In a letter to the U.S. House Oversight and Government Reform subcommittee in April 2011, SEC chair Mary Schapiro reported that in the prior five weeks, the commission had suspended trading in at least three China-based entities (Heli Electronics, China Changjiang Mining & Energy, and Rino International) that had become U.S. domestic issuers through reverse mergers. The SEC also revoked the U.S. registrations of at least eight other such companies “in the last several months alone,” she stated.

Broadly speaking, a reverse merger refers to a private operating company’s acquisition by a public shell company. Reverse mergers typically result in the owners and management of the private company having voting and operating control of the combined company.
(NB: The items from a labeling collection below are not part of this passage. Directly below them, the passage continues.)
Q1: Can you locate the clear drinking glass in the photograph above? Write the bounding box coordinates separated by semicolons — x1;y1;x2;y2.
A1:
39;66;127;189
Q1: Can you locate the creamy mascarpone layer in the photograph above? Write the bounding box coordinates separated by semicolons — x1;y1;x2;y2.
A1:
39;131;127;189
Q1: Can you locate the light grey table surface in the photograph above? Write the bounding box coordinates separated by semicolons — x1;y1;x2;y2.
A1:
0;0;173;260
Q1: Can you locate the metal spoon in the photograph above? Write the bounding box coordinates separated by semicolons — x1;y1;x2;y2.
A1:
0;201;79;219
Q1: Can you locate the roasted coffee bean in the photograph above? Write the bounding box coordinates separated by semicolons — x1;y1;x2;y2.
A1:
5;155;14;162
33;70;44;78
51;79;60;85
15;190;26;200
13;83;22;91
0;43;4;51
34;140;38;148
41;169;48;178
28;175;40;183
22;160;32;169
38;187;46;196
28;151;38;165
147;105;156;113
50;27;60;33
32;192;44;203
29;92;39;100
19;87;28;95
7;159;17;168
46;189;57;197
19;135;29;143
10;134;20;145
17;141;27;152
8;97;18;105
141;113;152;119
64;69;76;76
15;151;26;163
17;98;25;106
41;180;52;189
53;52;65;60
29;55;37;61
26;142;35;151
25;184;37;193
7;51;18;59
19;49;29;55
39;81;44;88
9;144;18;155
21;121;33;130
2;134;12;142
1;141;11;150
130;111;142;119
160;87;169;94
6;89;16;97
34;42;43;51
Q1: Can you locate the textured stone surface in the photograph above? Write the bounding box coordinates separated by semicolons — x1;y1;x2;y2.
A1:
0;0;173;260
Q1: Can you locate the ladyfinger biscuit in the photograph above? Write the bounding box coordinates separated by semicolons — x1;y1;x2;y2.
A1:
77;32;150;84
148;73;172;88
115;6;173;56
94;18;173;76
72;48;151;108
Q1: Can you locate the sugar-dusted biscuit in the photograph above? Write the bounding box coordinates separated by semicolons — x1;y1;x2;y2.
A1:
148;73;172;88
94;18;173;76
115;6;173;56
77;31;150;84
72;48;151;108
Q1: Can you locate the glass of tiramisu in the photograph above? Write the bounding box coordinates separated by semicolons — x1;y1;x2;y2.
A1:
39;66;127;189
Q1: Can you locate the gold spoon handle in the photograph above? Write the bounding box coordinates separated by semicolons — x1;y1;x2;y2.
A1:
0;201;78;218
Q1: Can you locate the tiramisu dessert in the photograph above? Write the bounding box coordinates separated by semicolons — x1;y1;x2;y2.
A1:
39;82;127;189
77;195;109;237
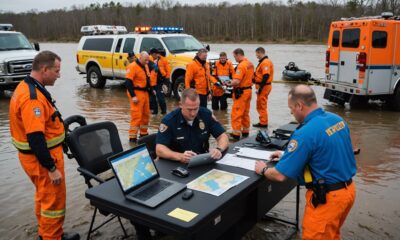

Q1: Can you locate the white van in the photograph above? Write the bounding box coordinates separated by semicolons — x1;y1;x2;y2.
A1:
0;24;39;92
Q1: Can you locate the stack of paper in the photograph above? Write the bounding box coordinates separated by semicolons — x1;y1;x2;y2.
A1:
217;153;256;171
236;148;282;161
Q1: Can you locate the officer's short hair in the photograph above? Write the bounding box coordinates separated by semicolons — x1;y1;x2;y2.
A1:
197;48;208;55
181;88;200;104
289;84;317;107
233;48;244;56
256;47;265;54
32;51;61;71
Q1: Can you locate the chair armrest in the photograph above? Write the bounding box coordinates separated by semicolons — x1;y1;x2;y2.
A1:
77;167;105;183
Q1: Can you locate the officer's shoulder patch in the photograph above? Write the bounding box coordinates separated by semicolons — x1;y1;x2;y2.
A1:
158;123;168;133
287;139;299;152
33;108;42;117
199;120;206;130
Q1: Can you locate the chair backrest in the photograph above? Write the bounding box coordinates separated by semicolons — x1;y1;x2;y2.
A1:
138;133;157;159
66;122;123;175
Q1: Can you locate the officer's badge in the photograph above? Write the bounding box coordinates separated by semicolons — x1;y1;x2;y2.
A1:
287;140;299;152
199;121;206;130
33;108;42;117
158;123;168;133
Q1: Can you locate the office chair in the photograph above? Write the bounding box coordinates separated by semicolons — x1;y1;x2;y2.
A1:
138;133;157;159
64;115;128;239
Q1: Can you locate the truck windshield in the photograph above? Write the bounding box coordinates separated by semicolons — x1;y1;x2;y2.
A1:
0;33;33;51
162;36;204;53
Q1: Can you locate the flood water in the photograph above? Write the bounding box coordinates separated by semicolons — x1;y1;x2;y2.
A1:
0;43;400;239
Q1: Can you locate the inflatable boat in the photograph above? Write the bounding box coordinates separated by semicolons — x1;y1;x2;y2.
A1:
282;62;311;81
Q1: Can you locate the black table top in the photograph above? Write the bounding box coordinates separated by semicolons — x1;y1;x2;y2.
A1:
86;137;284;233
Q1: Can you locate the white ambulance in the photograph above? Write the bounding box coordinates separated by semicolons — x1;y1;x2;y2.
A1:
324;13;400;111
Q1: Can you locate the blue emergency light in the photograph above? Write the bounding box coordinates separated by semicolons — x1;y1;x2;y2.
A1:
151;26;183;33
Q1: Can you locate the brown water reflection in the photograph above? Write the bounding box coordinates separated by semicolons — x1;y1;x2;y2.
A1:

In effect, the private company becomes an SEC reporting company — with registered securities but without having to file a registration statement.
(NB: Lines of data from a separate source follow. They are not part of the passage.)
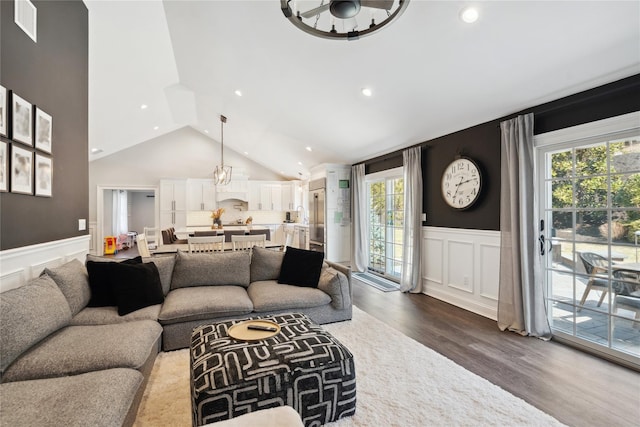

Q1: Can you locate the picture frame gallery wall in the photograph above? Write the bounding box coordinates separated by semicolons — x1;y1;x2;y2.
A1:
0;85;53;201
0;0;89;252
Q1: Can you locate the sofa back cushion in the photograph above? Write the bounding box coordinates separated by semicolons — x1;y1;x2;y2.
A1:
171;251;251;289
0;275;71;374
251;246;284;283
43;259;91;316
142;254;176;295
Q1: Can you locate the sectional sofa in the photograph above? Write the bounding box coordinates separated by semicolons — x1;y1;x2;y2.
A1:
0;247;352;426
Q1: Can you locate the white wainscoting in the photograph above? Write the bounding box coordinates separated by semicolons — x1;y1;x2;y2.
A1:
422;227;500;320
0;234;91;292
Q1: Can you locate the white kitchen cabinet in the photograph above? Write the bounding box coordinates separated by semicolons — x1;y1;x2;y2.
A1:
160;179;187;211
160;211;187;231
265;224;285;245
187;179;216;211
249;181;282;211
280;181;303;211
160;179;187;230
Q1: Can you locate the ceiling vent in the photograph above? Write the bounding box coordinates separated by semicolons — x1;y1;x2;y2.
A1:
14;0;38;43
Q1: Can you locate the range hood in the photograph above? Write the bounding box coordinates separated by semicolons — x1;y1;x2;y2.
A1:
218;191;249;202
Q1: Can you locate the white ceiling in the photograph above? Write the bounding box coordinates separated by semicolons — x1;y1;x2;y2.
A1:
85;0;640;178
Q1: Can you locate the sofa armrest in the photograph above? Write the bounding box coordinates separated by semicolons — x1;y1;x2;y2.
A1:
318;261;351;310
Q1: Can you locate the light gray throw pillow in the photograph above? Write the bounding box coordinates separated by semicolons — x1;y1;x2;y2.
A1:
43;259;91;316
0;275;71;373
171;251;251;289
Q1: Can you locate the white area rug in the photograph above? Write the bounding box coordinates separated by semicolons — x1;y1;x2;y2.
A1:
135;307;562;427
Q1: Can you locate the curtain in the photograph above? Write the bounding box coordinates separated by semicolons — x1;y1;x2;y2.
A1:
498;114;551;339
112;190;129;236
351;163;369;273
400;147;422;293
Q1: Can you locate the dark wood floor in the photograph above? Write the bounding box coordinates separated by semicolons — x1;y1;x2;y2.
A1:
353;279;640;426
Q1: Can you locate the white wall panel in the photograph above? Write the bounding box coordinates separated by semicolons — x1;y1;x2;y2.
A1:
422;237;444;285
447;239;473;293
422;227;500;320
0;234;91;292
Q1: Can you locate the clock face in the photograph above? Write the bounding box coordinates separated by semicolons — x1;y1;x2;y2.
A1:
441;158;482;209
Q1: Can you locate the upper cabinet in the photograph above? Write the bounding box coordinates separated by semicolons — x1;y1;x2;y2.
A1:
160;179;187;211
187;179;216;211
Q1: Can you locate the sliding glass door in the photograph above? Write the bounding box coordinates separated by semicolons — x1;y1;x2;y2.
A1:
537;114;640;364
367;168;404;282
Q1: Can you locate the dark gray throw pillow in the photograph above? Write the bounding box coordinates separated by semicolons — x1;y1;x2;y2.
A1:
87;256;142;307
112;262;164;316
278;246;324;288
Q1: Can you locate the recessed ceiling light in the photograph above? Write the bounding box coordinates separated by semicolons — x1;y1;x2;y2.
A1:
460;7;480;24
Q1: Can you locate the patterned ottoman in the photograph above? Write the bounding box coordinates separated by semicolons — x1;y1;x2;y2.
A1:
191;313;356;427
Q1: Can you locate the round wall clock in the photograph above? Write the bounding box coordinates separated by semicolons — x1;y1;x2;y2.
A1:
441;157;482;210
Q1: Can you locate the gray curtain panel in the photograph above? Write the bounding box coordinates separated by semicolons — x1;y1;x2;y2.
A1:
400;147;422;293
351;163;369;273
498;114;551;340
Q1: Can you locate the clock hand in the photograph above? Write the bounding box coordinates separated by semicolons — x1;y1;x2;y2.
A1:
452;176;464;200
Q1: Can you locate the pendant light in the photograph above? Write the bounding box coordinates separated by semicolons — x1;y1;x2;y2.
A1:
213;115;231;185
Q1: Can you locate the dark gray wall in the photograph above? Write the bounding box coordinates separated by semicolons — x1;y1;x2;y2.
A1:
364;74;640;230
0;0;89;250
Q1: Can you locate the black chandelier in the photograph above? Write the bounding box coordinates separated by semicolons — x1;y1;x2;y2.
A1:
280;0;409;40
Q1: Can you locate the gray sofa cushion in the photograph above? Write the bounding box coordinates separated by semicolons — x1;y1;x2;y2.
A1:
247;280;331;313
44;259;91;315
251;246;284;282
0;276;71;380
2;320;162;382
0;369;143;427
171;251;251;289
69;304;162;326
158;286;253;325
318;267;351;310
142;254;176;296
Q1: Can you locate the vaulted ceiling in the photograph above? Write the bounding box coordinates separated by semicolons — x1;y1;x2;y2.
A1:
85;0;640;178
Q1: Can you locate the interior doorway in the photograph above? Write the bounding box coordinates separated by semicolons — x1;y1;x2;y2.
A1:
93;186;159;255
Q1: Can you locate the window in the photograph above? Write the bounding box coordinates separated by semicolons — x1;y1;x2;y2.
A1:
367;168;404;282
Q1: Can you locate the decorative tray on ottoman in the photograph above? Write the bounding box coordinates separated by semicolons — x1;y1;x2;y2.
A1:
190;313;356;427
227;319;280;341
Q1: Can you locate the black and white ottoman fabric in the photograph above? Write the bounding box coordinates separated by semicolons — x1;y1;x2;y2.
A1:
191;313;356;427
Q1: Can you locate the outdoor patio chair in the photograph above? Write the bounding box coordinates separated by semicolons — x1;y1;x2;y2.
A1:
578;252;609;311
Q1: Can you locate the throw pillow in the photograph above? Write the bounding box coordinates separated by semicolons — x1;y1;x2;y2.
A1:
278;246;324;288
112;262;164;316
87;257;142;307
251;246;284;282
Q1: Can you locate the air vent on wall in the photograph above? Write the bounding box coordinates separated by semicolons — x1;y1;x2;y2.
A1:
14;0;38;42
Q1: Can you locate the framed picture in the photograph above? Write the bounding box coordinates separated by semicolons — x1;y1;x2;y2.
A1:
0;86;9;136
11;144;33;194
0;141;9;191
35;153;53;197
35;107;53;153
11;93;33;145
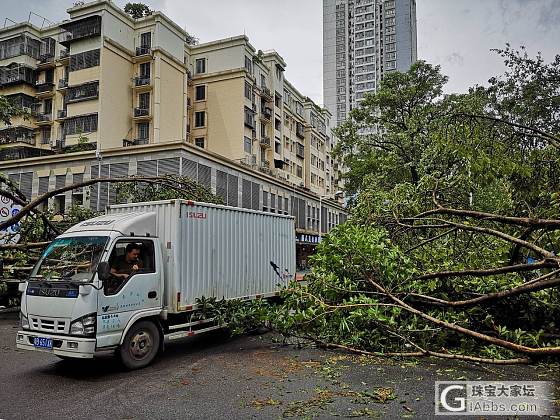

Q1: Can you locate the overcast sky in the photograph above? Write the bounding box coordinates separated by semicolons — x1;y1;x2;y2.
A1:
4;0;560;104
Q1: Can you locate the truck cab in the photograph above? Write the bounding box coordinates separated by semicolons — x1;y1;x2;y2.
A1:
16;200;295;369
16;212;164;367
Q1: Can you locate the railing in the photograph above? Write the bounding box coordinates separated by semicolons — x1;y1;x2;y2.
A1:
123;138;150;147
136;46;152;56
37;113;52;122
261;86;272;100
0;127;35;145
59;16;101;45
134;76;150;86
35;82;54;93
134;108;150;117
53;138;66;150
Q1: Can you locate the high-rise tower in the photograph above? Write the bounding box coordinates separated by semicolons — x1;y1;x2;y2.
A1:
323;0;417;125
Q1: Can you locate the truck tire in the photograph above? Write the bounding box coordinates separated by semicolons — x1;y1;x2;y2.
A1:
119;321;161;370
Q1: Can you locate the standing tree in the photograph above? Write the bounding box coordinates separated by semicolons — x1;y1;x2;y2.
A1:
274;46;560;363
Overall, the number of accounting case filings involving financial-statement restatements also increased last year, reversing a four-year trend of declines, according to the Cornerstone report.

In 2011, 20 accounting case filings included restatements, compared with 12 case filings in 2010. “Declines in the number of financial statement restatements had been widely attributed to improved corporate governance practices as a result of the Sarbanes-Oxley Act,” according to the Cornerstone statement.

In 2010, however, the number of restatements by public companies rose, which may have contributed to the increase in case filings involving restatements, according to the research firm.

“As we approach the tenth anniversary of the passage of Sarbanes-Oxley, it is interesting to observe the increase in allegations related to SOX 404 reporting in recent years,” Cornerstone added. (Under Section 404 of Sarbox, public companies and their independent auditors are each required to report to the public on the effectiveness of the companies’ internal controls over financial reporting.)